Participants in federal food assistance programs like SNAP (Supplemental Nutrition Assistance Program) and WIC, a similar program serving women, infants and children, have traditionally been barred from using those funds to buy diapers. WIC has grouped this essential item in with alcohol and cigarettes, among its list of prohibited purchases.
As many as 3,000 Natick and Framingham families are said to struggle to afford diapers. The National Diaper Bank Network estimates that one in three families don’t maintain enough diapers to meet their babies’ needs.
A Place to Turn - a Natick food pantry - has become a distribution site for The Diaper Project, a convenient pickup point and source of promotion for the latter’s efforts. Located at 99 Hartfort Street, A Place to Turn is easily accessible to families in need from neighboring communities, and the organization’s reputation has helped spread the word about The Diaper Project’s work.
Donna Low is Assistant Director for A Place to Turn, and led us on a tour throughout the site’s impressive stores of food and other assorted essentials.

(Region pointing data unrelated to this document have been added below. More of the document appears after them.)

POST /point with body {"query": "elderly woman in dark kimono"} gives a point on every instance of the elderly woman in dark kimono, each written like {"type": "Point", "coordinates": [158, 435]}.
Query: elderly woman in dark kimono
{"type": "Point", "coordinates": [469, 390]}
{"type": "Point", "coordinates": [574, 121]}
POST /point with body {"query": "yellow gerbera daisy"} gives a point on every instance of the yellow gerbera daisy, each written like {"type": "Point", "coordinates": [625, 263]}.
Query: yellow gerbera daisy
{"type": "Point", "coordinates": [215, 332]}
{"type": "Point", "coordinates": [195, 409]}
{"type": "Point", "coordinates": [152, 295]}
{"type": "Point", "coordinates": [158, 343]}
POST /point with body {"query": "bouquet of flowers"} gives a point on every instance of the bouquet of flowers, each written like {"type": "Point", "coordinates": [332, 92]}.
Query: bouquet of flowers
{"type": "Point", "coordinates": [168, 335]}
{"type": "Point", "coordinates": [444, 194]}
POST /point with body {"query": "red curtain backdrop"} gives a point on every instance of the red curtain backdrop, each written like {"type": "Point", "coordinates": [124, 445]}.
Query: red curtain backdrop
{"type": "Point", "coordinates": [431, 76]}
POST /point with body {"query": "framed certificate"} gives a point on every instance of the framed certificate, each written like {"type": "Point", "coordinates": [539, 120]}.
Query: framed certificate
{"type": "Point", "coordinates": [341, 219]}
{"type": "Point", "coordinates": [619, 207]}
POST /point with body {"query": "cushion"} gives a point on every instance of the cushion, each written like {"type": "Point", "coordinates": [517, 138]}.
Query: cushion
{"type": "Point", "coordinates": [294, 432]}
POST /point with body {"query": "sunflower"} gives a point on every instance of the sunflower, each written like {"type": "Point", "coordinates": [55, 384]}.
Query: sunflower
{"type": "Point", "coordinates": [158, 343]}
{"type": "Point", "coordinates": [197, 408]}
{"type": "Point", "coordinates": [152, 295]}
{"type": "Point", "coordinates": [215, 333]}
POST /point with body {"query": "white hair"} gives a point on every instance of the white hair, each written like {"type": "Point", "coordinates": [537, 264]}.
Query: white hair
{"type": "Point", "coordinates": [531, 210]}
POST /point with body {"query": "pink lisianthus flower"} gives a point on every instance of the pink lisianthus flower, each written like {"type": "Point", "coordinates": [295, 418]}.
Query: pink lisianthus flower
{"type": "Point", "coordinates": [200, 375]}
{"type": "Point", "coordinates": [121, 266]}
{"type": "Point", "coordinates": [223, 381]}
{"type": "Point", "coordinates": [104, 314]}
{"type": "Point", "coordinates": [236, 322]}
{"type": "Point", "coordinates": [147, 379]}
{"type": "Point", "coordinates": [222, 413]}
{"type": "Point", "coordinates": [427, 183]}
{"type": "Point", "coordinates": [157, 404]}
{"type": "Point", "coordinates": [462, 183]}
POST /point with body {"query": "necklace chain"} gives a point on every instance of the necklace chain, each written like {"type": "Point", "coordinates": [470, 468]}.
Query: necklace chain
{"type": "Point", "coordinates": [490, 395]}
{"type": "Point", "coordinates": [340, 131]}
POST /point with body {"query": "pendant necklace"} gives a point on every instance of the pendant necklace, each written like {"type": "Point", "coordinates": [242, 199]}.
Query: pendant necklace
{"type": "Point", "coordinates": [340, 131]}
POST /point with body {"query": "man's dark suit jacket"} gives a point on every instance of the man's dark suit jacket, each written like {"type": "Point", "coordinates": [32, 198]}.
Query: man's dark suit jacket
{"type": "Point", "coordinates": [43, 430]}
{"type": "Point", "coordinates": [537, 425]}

Visiting one room after another lined with shelves of produce and canned goods, we arrived at a nook dedicated to diapers.
“There’s the name recognition for A Place to Turn,” said Benda, which is part of what makes that group such a worthy host for The Diaper Project’s distribution. “It’s become a very close partnership.”
To those uninitiated in the particulars of early-childhood parenting (like the writer of this article), the daily diaper count can be surprising and daunting.
Upon confessing my estimate of the daily diaper requirements for a miniature human being, I was instantly humbled. I was laughed at good-naturedly - rightly ridiculed - as the tale of my naiveté concerning the needs of a newborn was narrated to other staff members.
The accurate reading is at least seven diapers per day, a seismic sum compared to my ill-considered estimate. My guess was one, a number I realize in retrospect registers not even a rumble in the realms of common sense and biology. Such is the bliss - the obliviousness - of ignorance in such matters. I had never the occasion to contend with such maternal mathematics.
But these calculations are certainly a reality new parents must consider. And these are the natal numbers that are near (and not dear) to the hearts of our less-fortunate neighbors.
The National Diaper Bank Network estimates the dollars for those diapers can add up to as much as $80 per month for one baby, or nearly $1,000 per year. This non-discretionary number can take quite a toll on families that are already struggling to make ends meet.
They are the costs that so many must contend with in a country that seems to undervalue this vital phase in the early development of children and families.
In its dearth of publicly-provided, early-childhood support to parents, the US is an outlier among developed nations. Enter The Diaper Project and A Place to Turn - efforts and organizations that seek to provide relief in places where public policy leaves a void.
The Diaper Project encourages organizations of all kinds to initiate and host diaper drives to support the group. Diapers can also be ordered through the organization’s “wish list” on Amazon, and they’ll be shipped to The Diaper Project directly.
With the impending change of seasons, the organization will soon begin its “Spring for Diapers” drive, a campaign the group promotes during March and April. When National Diaper Need Awareness Week recurs each September, Benda’s group can collect as many as 20,000 diapers via increased community outreach.
“We collect diapers all year-round,” she said.